All of this was unimportant within the framework of one country. But when three independent sovereign states found themselves side by side on the territory of the Fergana Valley, and their borders were intermittently closed, the local population experienced difficulties in supplying water and humanitarian supplies, and isolation from pastures, and medical services, and sometimes their families.
At the moment, Bishkek and Dushanbe have recognized only 520 kilometers of the 950 kilometers of their common border. The rest of the sections since the collapse of the USSR are considered controversial and run along villages and roads. Sometimes, the border can pass through two adjacent houses.
Where is this conflict going?
Specialists in the region are unequivocally sure of one thing: The conflict will continue, and the intensity of military clashes will increase.
“Of course, there is a risk that at some point the escalation will reach the interstate level – some of the countries will have a desire to take revenge, announce mobilization and go to war with a neighbor. So far, thank God, this is not the case. The central authorities stop all such situations when conflicts flare up. But it is possible that at some point one of the parties will not hold back – what if the people demand revenge? In this case, a war may start,” Professor Kazantsev warned.
Grozin pointed out that even external players – neighbors of warring states – cannot influence this trend.
“Russia has repeatedly offered its help as an arbitrator. The parties politely refused such an offer. The same applies to China, which has many interests and wants to maintain stability in the region. But as we can see, even the summit in Samarkand, where both President Xi Jinping and Russian President Vladimir Putin tried to convey the idea of ending the conflict to the leaders of Tajikistan and Kyrgyzstan, had no effect. As we can see so far, inertia persists, the conflict is not going anywhere. Meaning, the words of senior comrades are not enough here. Neither the West nor the East can influence this confrontation,” he said.
According to Grozin, the only comforting factor in this situation is the extremely low military potential of Kyrgyzstan and Tajikistan.
“These countries do not have the capacity for some kind of long-term armed conflict, even if compared with what we are seeing in the Transcaucasus. There, the military and economic potentials, both from Baku and even from Yerevan, are much greater.
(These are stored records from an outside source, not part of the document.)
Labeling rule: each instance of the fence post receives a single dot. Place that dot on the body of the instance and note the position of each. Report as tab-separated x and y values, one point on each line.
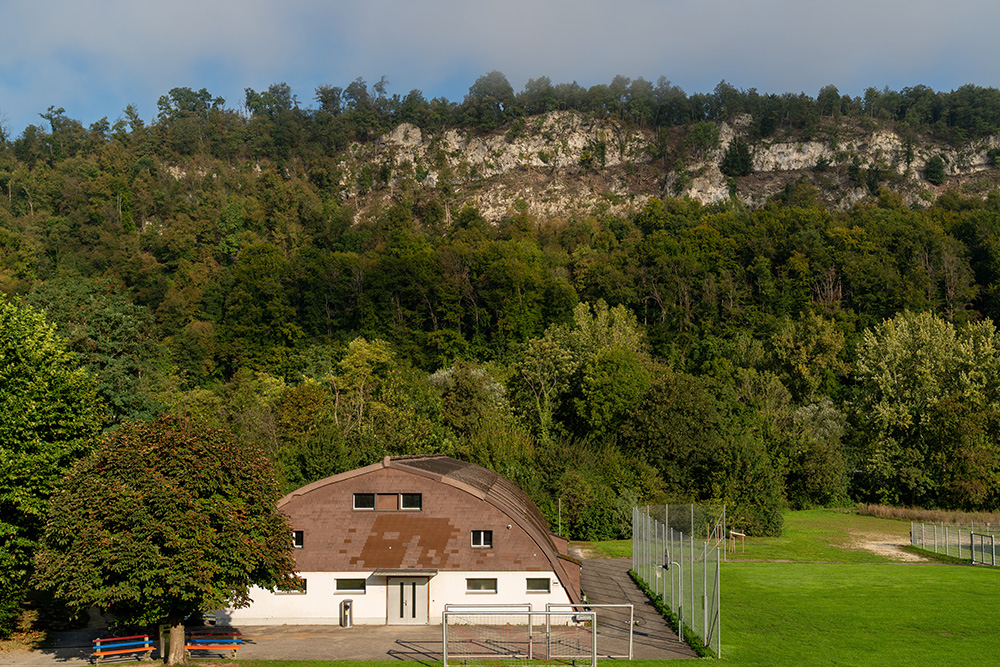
704	595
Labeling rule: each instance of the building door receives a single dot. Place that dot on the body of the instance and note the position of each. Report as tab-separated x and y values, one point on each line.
407	601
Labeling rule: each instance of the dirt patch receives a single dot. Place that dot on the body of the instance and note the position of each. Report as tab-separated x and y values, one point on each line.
887	545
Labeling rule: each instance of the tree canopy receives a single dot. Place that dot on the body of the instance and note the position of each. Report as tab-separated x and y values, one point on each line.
164	519
49	411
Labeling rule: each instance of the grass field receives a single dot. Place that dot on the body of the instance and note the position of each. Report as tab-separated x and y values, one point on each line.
859	614
828	593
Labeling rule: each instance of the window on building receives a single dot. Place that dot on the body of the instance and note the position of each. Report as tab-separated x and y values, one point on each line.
411	501
301	592
350	585
481	585
540	585
364	501
482	539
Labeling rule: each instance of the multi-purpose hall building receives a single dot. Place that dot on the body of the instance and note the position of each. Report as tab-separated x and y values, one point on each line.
402	538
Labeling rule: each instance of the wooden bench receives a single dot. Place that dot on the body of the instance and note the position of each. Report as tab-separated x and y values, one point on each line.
121	645
213	641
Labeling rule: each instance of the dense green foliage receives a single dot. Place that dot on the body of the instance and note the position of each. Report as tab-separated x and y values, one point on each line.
164	519
238	268
48	413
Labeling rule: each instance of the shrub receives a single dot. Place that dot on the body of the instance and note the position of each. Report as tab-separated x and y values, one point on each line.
737	160
934	170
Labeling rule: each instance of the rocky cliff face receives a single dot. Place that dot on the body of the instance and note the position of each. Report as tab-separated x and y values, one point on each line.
567	164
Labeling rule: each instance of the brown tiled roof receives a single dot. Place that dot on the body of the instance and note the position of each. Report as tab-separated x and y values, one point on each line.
498	490
481	483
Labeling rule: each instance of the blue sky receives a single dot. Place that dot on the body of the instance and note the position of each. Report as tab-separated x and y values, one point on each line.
93	58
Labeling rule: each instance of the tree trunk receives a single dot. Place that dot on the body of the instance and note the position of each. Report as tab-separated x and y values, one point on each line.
176	655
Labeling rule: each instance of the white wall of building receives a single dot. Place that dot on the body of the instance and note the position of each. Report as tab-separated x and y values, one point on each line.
320	604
In brief, there is nothing to worry about,” he said.
Professor Kazantsev, however, does not share the optimism of his colleague.
“The fact is that in Afghanistan, which borders on Kyrgyzstan and Tajikistan, there is already a war going on between the Taliban and various other groups, such as ISIS. And if these two countries start a war, then there will be such an Afghan black hole that will expand and capture neighboring territories. And there will be not one conditional Afghanistan, but three,” he warned.